Public Release: 

Study finds indoor allergen levels vary, cockroach allergens cause more asthma symptoms

UT Southwestern Medical Center

DALLAS - March 8, 2005 - Cockroach allergens exacerbate the symptoms of asthmatic children living in inner cities - more so than dust mite or pet allergens - and amounts of cockroach allergens varies widely in cities across the country, according to a UT Southwestern Medical Center researcher involved in a multicenter study.

The National Institutes of Health study, which appears in the March issue of the Journal of Allergy and Clinical Immunology, evaluates the relationships among allergen exposure, sensitivity and asthma morbidity in inner-city children. It is the first study to compare allergen levels and exposure on such a geographically large scale in an inner-city population.

"It is known that cockroach allergens play a very important role in exacerbating asthma symptoms in inner-city children who are sensitive and exposed to high levels of that allergen," said Dr. Rebecca Gruchalla, chief of allergy at UT Southwestern and the study's lead author. "Our study has expanded this finding by demonstrating that cockroach allergen levels vary dramatically across the country and that there are marked geographic differences in both allergen exposure and skin test reactivity in this group of children."

Asthma, a chronic lung disease, affects about 20 million Americans. Inner-city children suffer disproportionately from the disease, and exposure to high levels of multiple indoor allergens and tobacco smoke is a contributing factor.

Researchers followed more than 900 children aged 5 to 11 with moderate to severe asthma who live in inner-city areas in the Bronx, Boston, Chicago, Dallas, New York City, Seattle and Tucson, Ariz.

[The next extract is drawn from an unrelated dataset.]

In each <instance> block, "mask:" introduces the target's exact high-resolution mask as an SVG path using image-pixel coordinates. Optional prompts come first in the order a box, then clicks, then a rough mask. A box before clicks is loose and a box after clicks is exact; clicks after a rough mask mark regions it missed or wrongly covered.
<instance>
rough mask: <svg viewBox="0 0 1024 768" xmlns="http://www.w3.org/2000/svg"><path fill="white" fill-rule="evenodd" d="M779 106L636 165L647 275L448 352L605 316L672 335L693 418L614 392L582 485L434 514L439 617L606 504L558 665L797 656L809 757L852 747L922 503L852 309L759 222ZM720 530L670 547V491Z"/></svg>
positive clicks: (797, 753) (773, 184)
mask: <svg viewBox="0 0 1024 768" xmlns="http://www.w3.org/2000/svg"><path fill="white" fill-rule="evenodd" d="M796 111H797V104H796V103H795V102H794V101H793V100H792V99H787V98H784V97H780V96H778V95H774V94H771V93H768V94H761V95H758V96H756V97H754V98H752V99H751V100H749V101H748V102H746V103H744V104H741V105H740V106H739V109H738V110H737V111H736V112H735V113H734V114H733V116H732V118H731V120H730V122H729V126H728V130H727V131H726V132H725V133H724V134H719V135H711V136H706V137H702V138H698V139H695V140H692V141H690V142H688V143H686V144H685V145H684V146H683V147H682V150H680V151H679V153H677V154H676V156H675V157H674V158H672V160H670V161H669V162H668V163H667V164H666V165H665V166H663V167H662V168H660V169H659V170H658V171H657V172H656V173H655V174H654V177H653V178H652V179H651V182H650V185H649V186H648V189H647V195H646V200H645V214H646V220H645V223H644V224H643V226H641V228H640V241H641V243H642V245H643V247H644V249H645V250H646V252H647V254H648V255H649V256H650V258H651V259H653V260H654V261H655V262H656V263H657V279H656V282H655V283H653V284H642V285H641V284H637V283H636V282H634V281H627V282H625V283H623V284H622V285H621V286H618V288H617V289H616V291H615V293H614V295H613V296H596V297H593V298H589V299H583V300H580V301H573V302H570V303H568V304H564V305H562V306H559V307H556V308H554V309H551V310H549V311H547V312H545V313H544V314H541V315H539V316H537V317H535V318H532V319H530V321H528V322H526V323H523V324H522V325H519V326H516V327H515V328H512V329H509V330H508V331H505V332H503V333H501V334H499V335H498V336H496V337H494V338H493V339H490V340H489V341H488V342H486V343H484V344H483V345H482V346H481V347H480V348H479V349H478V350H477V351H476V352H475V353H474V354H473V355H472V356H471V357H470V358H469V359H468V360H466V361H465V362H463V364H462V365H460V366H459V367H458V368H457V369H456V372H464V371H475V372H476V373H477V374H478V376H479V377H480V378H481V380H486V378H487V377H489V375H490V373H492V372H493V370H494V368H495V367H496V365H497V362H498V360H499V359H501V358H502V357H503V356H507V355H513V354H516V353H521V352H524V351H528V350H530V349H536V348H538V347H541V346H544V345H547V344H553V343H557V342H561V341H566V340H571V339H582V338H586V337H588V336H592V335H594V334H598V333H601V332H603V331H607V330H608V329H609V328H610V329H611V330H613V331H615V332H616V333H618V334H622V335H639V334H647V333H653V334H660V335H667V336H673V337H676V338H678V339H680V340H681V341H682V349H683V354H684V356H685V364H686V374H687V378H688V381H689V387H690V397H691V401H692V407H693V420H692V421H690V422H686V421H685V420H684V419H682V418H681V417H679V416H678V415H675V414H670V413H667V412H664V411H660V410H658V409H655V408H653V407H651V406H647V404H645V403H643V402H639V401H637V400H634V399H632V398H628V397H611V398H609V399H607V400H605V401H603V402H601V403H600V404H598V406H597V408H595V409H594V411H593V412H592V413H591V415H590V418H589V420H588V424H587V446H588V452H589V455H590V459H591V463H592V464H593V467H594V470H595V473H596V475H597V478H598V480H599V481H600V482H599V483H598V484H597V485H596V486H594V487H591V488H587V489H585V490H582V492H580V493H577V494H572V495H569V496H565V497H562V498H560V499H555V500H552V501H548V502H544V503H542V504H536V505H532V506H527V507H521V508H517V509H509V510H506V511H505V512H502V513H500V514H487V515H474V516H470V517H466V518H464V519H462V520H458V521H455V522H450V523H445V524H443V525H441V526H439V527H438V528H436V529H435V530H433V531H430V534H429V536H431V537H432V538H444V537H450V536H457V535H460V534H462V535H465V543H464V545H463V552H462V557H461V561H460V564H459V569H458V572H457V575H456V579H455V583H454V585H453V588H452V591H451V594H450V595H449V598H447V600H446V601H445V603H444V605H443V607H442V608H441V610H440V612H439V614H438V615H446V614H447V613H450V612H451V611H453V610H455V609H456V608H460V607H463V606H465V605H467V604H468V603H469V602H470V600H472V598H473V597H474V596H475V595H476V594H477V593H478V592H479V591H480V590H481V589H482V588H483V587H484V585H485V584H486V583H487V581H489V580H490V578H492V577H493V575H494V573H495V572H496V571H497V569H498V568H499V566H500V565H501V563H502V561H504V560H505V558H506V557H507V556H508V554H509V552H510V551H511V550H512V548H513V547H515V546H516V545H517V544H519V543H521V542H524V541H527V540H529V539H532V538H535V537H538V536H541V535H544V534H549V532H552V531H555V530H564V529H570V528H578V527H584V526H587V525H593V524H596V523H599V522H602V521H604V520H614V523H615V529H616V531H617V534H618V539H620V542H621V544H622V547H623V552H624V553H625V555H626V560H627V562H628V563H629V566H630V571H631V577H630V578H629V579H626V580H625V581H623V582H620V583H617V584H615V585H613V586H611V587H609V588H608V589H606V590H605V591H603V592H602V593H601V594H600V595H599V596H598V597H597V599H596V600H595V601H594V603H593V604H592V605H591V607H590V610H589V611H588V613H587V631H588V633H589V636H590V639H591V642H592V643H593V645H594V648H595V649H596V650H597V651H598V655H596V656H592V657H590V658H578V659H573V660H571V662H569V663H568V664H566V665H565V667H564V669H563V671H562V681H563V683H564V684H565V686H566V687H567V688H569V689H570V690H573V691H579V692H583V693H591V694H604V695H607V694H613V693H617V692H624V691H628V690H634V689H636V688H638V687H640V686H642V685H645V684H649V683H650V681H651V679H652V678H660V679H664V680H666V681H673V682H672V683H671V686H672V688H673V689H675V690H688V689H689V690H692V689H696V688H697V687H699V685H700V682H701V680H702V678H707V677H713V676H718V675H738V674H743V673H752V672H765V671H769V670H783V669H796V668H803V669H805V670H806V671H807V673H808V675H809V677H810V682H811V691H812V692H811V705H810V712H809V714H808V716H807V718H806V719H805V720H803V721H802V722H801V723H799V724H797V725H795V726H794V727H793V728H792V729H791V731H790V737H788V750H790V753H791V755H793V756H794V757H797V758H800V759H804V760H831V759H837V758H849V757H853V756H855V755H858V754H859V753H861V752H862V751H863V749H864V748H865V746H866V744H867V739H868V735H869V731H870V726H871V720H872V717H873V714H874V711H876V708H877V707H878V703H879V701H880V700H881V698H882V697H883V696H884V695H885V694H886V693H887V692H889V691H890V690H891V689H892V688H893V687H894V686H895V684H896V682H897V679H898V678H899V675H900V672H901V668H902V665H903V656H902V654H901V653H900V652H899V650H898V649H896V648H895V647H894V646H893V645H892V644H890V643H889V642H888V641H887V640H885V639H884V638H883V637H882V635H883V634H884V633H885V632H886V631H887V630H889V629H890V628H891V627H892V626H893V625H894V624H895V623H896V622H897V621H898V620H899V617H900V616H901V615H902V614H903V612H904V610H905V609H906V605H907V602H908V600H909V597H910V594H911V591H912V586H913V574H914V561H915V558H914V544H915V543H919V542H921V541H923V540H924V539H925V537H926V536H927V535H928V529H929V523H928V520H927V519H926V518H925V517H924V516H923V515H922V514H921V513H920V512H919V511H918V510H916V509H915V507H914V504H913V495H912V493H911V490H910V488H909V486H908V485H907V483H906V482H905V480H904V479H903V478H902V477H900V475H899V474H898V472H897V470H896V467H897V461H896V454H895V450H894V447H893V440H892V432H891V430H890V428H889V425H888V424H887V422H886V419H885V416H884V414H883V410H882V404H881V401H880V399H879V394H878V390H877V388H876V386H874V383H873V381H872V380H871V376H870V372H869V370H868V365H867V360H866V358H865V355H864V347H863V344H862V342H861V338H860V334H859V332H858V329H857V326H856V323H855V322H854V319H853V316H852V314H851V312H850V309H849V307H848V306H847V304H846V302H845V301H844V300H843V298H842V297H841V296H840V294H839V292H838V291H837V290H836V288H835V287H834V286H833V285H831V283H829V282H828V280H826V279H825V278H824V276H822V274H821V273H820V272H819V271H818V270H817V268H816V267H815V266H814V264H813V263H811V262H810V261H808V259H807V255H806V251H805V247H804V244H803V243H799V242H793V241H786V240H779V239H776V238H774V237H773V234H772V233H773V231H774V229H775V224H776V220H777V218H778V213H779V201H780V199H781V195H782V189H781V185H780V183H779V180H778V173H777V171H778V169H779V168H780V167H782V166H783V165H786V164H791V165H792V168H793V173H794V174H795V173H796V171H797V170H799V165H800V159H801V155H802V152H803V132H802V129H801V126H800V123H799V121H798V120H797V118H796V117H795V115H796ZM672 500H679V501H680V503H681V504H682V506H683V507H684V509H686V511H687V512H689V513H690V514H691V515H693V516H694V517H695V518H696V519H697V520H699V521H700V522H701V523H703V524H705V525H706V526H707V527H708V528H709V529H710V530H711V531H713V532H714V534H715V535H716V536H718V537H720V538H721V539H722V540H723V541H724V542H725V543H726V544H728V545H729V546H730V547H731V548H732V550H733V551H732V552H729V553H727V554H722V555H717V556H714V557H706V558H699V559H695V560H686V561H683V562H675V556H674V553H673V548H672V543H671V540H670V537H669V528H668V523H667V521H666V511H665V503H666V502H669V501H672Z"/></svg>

Children with moderate or severe allergies to cockroaches were found to have more asthma symptoms, miss more school days and have more unscheduled asthma-related doctor visits than children who were sensitive to other indoor allergens. Exposure to dust mite allergens was not found to exacerbate asthma symptoms. Exposure to pet allergens resulted in an increase in unscheduled visits to the doctor, but the increase was found to be of borderline significance.

Researchers also found that exposure and sensitivity to specific allergens depend greatly on the type of housing and location. Cockroach allergens were common in apartment buildings while dust mite allergens were more often found in houses. Cockroach allergen levels were highest in the Bronx and New York City, while dust mite levels were highest in Dallas and Seattle. In Dallas 70 percent of homes studied had elevated levels of dust-mite allergens, and almost 50 percent of homes had elevated levels of cockroach allergens.

Exposure to dust mite allergens can be reduced by encasing mattresses, springs and pillows in allergen-impermeable covers; removing carpet, if possible; and washing sheets weekly in very hot water, Dr. Gruchalla said. To minimize exposure to cockroach allergens, she recommends fixing leaky faucets, eating only in the kitchen and dining room, keeping shelf-stable food in plastic containers or sealable bags, taking garbage out daily and cleaning counter tops and floors regularly.

Study participants had suffered at least one asthma-related hospitalization or two asthma-related emergency room visits during the six months prior to enrollment in the study. They also had a positive allergy skin test to at least one of 11 indoor allergens such as dust mites, molds, cockroaches, pets or rodents. Children slept in the primary caretaker's home at least five nights per week.

Researchers performed a baseline clinical evaluation, including questionnaires on asthma symptoms, skin testing and medication use. Later, researchers performed baseline home evaluations by visually inspecting and collecting dust from each child's sleeping area.

The project was part of the Inner-City Asthma Study, a multicenter study comprising seven medical centers - including UT Southwestern -and a statistical center. Centers included the University of Arizona College of Medicine; Albert Einstein College of Medicine of Yeshiva University/Jacobi Medical Center; Boston University School of Medicine; Mount Sinai School of Medicine of New York University; Children's Memorial Hospital in Chicago; the University of Washington School of Medicine; and Rho Inc. in Chapel Hill, N.C. The National Institute of Allergy and Infectious Diseases and the National Institute of Environmental Health Sciences also participated in the study.